A frustrated James seethed about how if it’s not one thing, it’s another. Florida then assured him that where there’s a will. there’s a way. James fumed that will hasn’t been around and he can’t see any way. When a knock came to the door. J.J. said that may be will now. Their visitor was a gentleman named Mr. Hewitt from Hewitt Trust And Savings Bank. He commissioned J.J. to paint a new mural for the bank, after spotting the portrait that J.J. sold. He offered J.J. $250 for the mural but J.J., at first, tried to negotiate for more, but James stopped him in time to accept. Of course, J.J. used the money for Thelma’s college expenses. As Thelma and the family were thanking J.J. for the offer, James went to pray and asked God about how something didn’t seem right with him and wanted to know what. Of course, it was because J.J. came through instead of him and his pride was hurt.
That evening, J.J. was too excited to sleep and started imagining even better things coming his way. Meanwhile, James had a nightmare about walking through a field and falling in a stream. He broke his leg and a bunch of alligators were about to feast on his body. Then J.J. reached down and saved him, just as the alligators were sharpening their teeth for their Sunday meal. J.J. tipped his hat and said to them “sorry you have to miss your Sunday delight because Dad was saved by Kid Dyn-O-Mite”. Florida reminded him that he dreamt that because J.J. was able to help Thelma and not him. Then he said to Florida that while they were up, she should make him a sandwich, for he was down in that hole a long time. lol.
While at the bank, Mr. Hewitt announced J.J. to present his painting for the mural. After he named everyone responsible for his talent, his mom and dad, Thelma, Michael and Willona. J.J. and Mr. Hewitt presented his portrait of a pool hall. A furious Mr. Hewitt refused to pay for the painting because it represented a bar rather than a bank. James approached and him and angrily demanded he pay for the portrait, for he and everyone else liked it and Mr. Hewitt told him to paint whatever he wanted with no restrictions. J.J. told James how proud he was because he didn’t have the guts to make things right when they were wrong like James did. James smiled and looked up and said ‘you hear that, he’s proud of me”. (Of course he was, James was one great father)
Original airdate December 2, 1975
Written by Thad Mumford, Dick Bensfield and Perry Grant
Directed by Herbert Kenwith
Guest star James A. Wheaton (2nd appearance)

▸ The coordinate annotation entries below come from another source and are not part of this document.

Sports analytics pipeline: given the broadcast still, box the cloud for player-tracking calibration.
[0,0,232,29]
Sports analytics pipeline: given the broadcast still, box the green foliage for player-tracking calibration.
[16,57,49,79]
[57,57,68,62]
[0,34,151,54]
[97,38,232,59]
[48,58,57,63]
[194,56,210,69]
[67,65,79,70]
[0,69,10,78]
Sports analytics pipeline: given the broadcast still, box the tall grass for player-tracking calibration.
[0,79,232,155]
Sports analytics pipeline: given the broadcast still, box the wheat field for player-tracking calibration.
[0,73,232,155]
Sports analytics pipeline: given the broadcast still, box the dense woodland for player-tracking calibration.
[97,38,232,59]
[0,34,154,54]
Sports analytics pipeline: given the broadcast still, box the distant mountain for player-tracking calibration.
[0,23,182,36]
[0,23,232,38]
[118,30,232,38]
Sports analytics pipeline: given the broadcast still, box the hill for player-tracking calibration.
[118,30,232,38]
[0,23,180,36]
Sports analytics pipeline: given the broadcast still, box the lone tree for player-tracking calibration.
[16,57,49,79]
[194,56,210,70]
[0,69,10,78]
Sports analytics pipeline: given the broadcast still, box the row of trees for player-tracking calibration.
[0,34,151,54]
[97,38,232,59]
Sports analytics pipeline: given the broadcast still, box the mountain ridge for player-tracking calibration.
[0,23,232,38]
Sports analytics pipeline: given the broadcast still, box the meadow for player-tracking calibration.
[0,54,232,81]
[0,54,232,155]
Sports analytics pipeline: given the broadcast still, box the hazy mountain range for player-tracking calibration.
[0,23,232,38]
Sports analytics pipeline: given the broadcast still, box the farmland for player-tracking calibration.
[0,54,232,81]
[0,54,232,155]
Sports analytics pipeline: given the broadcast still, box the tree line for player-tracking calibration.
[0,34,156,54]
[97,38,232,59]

A good episode that reflects on J.J. budding talent as an artist. It also demonstrated the old-fashioned thinking of James, that he believed only the family patriarch should be the sole provider. It was also good to see that James believed in the Lord as much as Florida, for he wasn’t a praying man. I also get the feeling that Mr. Hewitt would decide at the last minute he didn’t like the painting and would refuse to pay, no matter what J.J. painted.